Haha she couldn't find her dress in the morning. So she left it. How do the hell do I discreetly return that to her at work. More importantly, how did she discreetly do the walk of shame??
you know you've made it when it's your own pool table you're waking up on
I just got kidnapped by the rugby team for a scavenger hunt. I'm "the girl you had sex with last night"
I don't know who the girl crying at my kitchen table eating gravy from the KFC container is, but I feel like she could be my soulmate
Ya, found out why there were rat traps in my bed. Guess I pissed in Sams room so he went to the store and got them and put them on my bed and put tabasco in his humidifier and put it in my room
Dude, fuck the siberian warm up. You can't put vodka in hot chocolate. Learn from my mistakes
Why is it that every study session with you turns into a hunt for drugs?
The object of the game was to pour tequila into a sombrero and drink as much as you can before it leaked through, 'Big Papi' won.
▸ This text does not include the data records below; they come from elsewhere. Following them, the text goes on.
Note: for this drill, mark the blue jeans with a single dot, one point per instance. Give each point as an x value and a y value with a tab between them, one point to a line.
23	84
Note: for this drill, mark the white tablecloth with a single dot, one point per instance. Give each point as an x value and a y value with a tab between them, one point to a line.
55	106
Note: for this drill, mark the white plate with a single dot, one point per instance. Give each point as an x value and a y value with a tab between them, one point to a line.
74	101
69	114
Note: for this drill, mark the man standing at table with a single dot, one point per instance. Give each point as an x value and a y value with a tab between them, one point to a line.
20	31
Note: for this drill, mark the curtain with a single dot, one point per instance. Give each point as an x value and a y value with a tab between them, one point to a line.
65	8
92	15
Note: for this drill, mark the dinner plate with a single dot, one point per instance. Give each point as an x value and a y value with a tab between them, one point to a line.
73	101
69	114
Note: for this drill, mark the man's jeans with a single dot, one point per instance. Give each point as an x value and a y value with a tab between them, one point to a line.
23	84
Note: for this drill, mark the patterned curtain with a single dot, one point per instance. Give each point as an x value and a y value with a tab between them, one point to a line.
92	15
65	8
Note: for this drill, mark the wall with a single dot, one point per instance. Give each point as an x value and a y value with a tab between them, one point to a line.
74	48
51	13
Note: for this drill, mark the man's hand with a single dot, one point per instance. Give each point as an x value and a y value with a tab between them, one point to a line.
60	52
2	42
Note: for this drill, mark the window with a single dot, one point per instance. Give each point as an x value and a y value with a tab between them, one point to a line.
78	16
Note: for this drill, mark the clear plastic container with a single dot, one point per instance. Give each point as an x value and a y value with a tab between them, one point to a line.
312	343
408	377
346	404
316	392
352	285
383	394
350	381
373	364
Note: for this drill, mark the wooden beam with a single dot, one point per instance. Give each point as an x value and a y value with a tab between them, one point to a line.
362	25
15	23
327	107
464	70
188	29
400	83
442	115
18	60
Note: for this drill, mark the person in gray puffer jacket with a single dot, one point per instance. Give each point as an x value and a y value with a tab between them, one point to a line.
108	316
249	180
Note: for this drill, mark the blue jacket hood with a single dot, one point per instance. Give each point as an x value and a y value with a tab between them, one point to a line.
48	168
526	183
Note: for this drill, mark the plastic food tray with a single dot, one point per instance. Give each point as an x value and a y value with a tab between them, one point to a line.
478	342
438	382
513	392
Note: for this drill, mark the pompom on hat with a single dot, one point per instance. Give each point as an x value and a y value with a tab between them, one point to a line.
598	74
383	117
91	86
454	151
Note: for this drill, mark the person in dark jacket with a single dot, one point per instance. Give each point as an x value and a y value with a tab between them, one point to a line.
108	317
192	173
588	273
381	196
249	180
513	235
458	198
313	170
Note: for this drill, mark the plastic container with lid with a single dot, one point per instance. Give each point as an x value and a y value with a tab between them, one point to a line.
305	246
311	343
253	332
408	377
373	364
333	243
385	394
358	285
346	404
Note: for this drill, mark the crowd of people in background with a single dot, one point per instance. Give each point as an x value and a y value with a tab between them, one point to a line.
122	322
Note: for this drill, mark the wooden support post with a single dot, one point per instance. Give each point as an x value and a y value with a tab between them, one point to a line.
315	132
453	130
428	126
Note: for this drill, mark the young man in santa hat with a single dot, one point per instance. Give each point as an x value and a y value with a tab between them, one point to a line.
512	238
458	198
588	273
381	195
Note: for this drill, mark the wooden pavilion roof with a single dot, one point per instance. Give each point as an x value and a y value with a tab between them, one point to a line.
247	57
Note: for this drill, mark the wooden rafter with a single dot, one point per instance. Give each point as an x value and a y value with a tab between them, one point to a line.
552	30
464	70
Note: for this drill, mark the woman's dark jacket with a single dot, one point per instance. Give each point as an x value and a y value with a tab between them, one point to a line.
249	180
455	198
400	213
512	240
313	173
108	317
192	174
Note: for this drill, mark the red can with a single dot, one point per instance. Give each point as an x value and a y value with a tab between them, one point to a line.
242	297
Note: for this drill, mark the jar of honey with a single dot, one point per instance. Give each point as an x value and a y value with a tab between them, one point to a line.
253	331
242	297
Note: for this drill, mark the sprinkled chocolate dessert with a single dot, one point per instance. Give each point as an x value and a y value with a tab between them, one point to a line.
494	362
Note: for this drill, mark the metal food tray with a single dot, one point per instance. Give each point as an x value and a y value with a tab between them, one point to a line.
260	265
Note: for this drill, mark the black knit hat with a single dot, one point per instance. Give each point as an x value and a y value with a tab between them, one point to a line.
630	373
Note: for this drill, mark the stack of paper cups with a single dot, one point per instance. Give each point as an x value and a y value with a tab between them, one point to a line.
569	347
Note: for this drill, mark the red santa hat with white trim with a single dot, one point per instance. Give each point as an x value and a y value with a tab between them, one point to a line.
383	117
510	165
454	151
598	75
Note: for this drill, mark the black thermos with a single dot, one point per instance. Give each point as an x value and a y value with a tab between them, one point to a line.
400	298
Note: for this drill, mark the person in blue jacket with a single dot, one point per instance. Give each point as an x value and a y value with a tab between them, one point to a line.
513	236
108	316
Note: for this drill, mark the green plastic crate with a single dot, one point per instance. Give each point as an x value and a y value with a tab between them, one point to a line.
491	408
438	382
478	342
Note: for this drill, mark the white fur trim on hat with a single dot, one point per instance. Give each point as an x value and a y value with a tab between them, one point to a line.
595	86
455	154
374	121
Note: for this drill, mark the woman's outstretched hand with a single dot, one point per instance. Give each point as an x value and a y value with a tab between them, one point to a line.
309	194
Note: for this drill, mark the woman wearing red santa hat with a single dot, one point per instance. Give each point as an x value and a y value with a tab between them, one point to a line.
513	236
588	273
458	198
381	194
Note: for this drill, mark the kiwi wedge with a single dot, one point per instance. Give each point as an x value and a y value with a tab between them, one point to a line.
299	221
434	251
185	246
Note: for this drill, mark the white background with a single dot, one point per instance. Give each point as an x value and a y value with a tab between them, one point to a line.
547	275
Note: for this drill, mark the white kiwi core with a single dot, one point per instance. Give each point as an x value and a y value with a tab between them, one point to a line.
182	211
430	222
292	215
On the train at 650am after a night of clubbing and running away from a new zealander who was buying us beers but also licking windows
Dude I think the cat just licked the coke plate
My face feels like a midget just gave birth to quintuplets
Do you knowhow much it sucks to puke in an automatic toilet? Not fun.
Ew.
It takes talent let's just say that
i wish i could put you in a lil box, and keep you for when i need to be blown
I woke up in my bed with candy and beer bottles all around me and i dont know where any of it came from. I love valentines day.
Its like a glacier coming out of my asshole.